Natürlich ist der Beruf des Floristen nicht nur kreatives Spiel mit Farben, Formen und Düften. Zur Ausbildung gehören neben dem Umgang mit Pflanzen und den verschiedenen Gestaltungstechniken auch kaufmännisches und juristisches Grundwissen, das nötig ist, um beispielsweise ein Blumenfachgeschäft als Einzelhandelsbetrieb zu führen. Zu den generellen Aufgaben gehören:

  • Wareneinkauf
  • Material- und Preiskalkulation
  • Abrechnung
  • Pflanzenpflege
  • Beratung
  • Gestaltung und Umsetzung von Pflanzenschmuck
  • Auslieferung und Verkauf
  • Pflege der Arbeitsmaterialen

Nicht immer sind die Arbeitszeiten gut zu planen, sie richten sich weitgehend nach den Wünschen der jeweiligen Kunden. Zu Veranstaltungen wie Hochzeiten, Beerdigungen oder Kongressen muss alles kurz vor Beginn fertig und frisch sein - das heißt in der Regel Überstunden. Auch zu Anlässen wie Valentinstag, Ostern oder Weihnachten ist der Arbeitsaufwand erheblich.

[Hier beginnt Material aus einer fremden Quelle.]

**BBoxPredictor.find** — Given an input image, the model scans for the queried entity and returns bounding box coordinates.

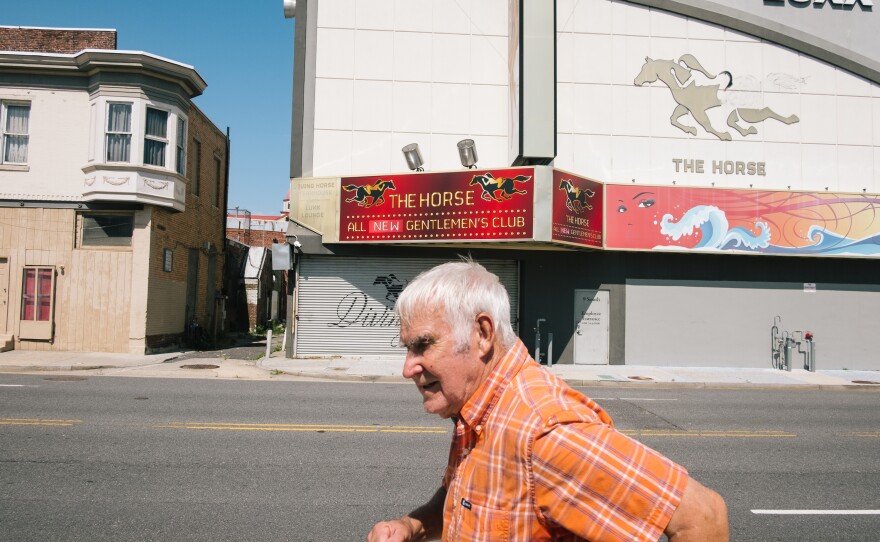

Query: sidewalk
[0,350,880,391]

Allgemeines Anforderungsprofil als Floristin

Als Floristin bzw. Florist sollten Sie kreativ sowie ideenreich sein und ein übermäßiges Interesse am Gestalten von Formen, Farben und Arrangements haben. Um die Ausbildung mit Erfolg zu bestehen sind Fingerfertigkeit, Geschicklichkeit und handwerkliches Interesse vorteilhaft. Als Floristin gestalten Sie vor allem Pflanzen- und Blumenschmuck; und übernehmen dabei alle rund um ein Floristikgeschäft anfallenden Arbeiten. Der Beruf als Floristin bzw. Florist stellt verschiedenste Anforderungen an Sie - führen Sie einfach einen Berufswahltest durch, um zu überprüfen, ob Sie für diese Ausbildung geeignet sind.

Ein großer Teil der Arbeit findet für Floristen im Stehen statt. Daher ist die Arbeit als Florist körperlich belastend, so dass Auszubildende über eine gute körperliche Konstitution verfügen sollten - Nachteile können durch sportliche Betätigung ausgeglichen werden. Um dem Verschleiß vorzubeugen, sollten Floristen im Laufe der Zeit bestimmte Übungen zur Körperschonung absolvieren. Zur Arbeit gehört zudem gelegentlich schweres Heben, Arbeiten in kalten Räumen und bei Feuchtigkeit. Ein gutes Farberkennungsvermögen sowie Unempfindlichkeit gegenüber allergischen Stoffen sind Voraussetzungen für die erfolgreiche Ausübung des Berufs. Da die Beratung und Bedienung der Kunden sehr wichtig ist, sollte die angehende Floristin über ein freundliches Wesen verfügen.

Weiterbildung als Floristin

Die Ausbildung zur Floristin bzw. zum Floristen sollte nur der erste Schritt für eine erfolgreiche Berufslaufbahn in diesem Beruf, der den unmittelbaren Kontakt mit der Schönheit der Natur zulässt, sein. So ist die Weiterbildung zur/zum staatlich geprüften Floristin/ Floristen möglich, die eine einjährige Berufspraxis voraussetzt. Außerdem kann man sich nach insgesamt 3 Jahren Berufstätigkeit die Meisterprüfung ablegen, um sich zur Floristmeisterin bzw. zum Floristmeister weiterzubilden.

Neben diesen formalen Weiterqualifikationen gibt es auch unzählige Fortbildungen, um das Fachwissen auf speziellen Gebieten zu vertiefen. So gibt es Kurse zu folgenden Themen: Verkaufsförderung, Verkaufstraining, Kundenberatung, Warenpräsentation, Betriebsführung, Mitarbeiterführung, EDV-Anwendungen und spezielle Floristikbereiche.